Estudo com 18 pacientes nos EUA mostra que injeção dessas células na retina não causa rejeição e permite reverter danos incuráveis

Nuño Domínguez
Nove dos pacientes tratados tinham degeneração macular relacionada à idade. À esquerda, visão com degeneração macular, e à direita, visão normal.
Nove dos pacientes tratados tinham degeneração macular relacionada à idade. À esquerda, visão com degeneração macular, e à direita, visão normal.NIH

Há muitos anos se pensa que as células-tronco poderão curar doenças regenerando órgãos danificados pelo Alzheimer, o diabetes ou o infarto. Por enquanto esses objetivos continuam impossíveis, mas um estudo traz agora um dos primeiros exemplos de como as células-tronco podem reverter uma doença incurável.

Nos Estados Unidos, um transplante com células-tronco embrionárias, capazes de se transformar em qualquer tipo de tecido do corpo, devolveu a visão a pessoas cegas. O procedimento também melhorou a vista de pacientes que tinham uma vida limitada por graves deficiências visuais. No total, foram tratados 18 pacientes que sofriam de duas doenças da retina, ambas incuráveis, e que são a causa mais comum de cegueira entre jovens e adultos nos países desenvolvidos. Uma delas, sozinha, chega a atingir cerca de 40 milhões de pessoas em todo o mundo. Apesar de nem todos os pacientes terem se beneficiado do tratamento, a maioria envolvida no estudo teve sua visão melhorada – algum deles, de maneira espetacular.
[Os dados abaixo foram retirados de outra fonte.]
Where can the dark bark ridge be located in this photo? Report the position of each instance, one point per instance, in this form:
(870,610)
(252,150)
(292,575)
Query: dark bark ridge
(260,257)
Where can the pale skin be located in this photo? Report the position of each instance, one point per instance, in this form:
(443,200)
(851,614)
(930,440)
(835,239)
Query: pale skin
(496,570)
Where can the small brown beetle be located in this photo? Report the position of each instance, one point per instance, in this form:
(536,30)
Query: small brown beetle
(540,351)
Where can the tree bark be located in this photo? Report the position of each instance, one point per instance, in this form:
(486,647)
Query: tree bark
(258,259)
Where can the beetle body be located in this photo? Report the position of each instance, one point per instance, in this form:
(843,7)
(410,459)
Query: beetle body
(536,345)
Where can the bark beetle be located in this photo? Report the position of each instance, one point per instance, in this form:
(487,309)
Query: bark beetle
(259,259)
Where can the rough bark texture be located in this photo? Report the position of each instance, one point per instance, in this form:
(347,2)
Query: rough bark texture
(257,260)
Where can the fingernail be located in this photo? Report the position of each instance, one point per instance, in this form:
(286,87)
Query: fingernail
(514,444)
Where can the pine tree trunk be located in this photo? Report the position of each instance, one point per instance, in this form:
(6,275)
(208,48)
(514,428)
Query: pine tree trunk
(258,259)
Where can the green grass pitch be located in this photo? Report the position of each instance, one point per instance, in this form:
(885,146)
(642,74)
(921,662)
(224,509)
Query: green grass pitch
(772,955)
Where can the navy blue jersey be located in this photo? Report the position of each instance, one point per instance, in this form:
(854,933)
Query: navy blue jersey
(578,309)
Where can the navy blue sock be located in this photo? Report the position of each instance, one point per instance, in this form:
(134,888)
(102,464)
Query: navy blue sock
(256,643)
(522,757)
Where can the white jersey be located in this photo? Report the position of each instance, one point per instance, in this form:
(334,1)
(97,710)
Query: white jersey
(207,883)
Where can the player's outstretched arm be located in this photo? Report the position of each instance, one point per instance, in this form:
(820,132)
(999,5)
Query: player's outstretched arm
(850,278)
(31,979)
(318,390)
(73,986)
“Um dos pacientes era um criador de cavalos de 75 anos, cego de um olho”, conta ao EL PAÍS Robert Lanza, diretor científico da Advanced Cell Technology (ACT), empresa norte-americana que financiou o estudo. Segundo Lanza, um mês depois do tratamento, a visão do paciente tinha melhorado tanto que ele pôde voltar a montar a cavalo e até perceber um fio de arame farpado em seu caminho e que poderia ter-lhe derrubado do animal. Tecnicamente, o olho tratado deixou de ser cego para ter uma acuidade visual de 20/40, ou seja, suficiente para a pessoa dirigir e equivalente a 50% da capacidade total normal.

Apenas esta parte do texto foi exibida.